Sweden wants to narrow path to citizenship

Following a large influx of asylum seekers to Sweden during the 2015 migrant wave, successive left- and right-wing governments have tightened immigration and asylum rules.

To become Swedish, a foreigner will now  have to live in Sweden for eight years / Photo: AA
AA

To become Swedish, a foreigner will now  have to live in Sweden for eight years / Photo: AA

Sweden's government said on Tuesday it wanted to toughen the rules for obtaining Swedish nationality, with a government probe recommending "honest living" as a prerequisite.

It also recommended extending the required duration of time spent in the country prior to obtaining citizenship.

To become Swedish, a foreigner would have to live in Sweden for eight years -- as opposed to the current five -- pass a test on Swedish society and values, and do a language exam, according to the probe ordered by the centre-right government in 2023.

"Citizenship must be earned, not be handed out unconditionally," Migration Minister Johan Forssell said in a post on Instagram.

Forssell told a press conference that citizenship also helped tie people of disparate backgrounds together under "a common Swedish identity".

"This is particularly important at a time when Sweden has welcomed hundreds of thousands of people from many parts of the world in recent years," he said.

Prime Minister Ulf Kristersson's centre-right minority government, which is backed in parliament by the anti-immigration Sweden Democrats, has introduced ever harsher curbs since coming to power in 2022.

In concrete terms, this would mean it would be harder for a person who has committed a misdemeanour or a crime, or who has unpaid debts, to obtain Swedish nationality, said Kirsi Laakso Utvik, who led the probe.

Human rights organisation Civil Rights Defenders was critical of the proposal.

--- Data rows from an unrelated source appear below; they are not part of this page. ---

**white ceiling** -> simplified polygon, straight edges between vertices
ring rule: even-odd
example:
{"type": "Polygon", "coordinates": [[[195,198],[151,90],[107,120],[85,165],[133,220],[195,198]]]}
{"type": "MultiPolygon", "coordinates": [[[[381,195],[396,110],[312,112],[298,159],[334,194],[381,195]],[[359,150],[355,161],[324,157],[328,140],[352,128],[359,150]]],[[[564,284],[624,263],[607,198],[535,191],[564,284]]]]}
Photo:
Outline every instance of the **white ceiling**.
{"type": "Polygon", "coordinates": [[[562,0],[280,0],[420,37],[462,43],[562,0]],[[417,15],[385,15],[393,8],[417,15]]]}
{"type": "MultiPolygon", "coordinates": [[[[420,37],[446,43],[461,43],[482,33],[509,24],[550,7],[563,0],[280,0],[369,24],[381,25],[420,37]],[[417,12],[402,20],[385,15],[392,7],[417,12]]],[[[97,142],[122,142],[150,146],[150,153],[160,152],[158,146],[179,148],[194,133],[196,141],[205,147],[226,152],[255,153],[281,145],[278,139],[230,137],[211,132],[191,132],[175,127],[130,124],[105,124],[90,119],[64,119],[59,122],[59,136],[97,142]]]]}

"Research shows that tougher requirements for citizenship do not increase the incentives for integration, but rather contribute to the exclusion of a growing group of people who find themselves in the country for a long time wi thout the basic rights of citizenship," the organisation's legal director John Stauffer told AFP.

The probe's conclusions will now be referred to various authorities and concerned parties for review, before the government drafts a bill.

The probe recommended that the new law come into effect on June 1, 2026.

Sweden once considered itself a haven for the war-weary and persecuted but has over the years struggled to integrate many of its newcomers.

Recent measures introduced to reduce immigration included granting of only temporary residence permits to asylum seekers, tightening family reunification criteria and raising income requirements for non-EU citizens seeking work visas.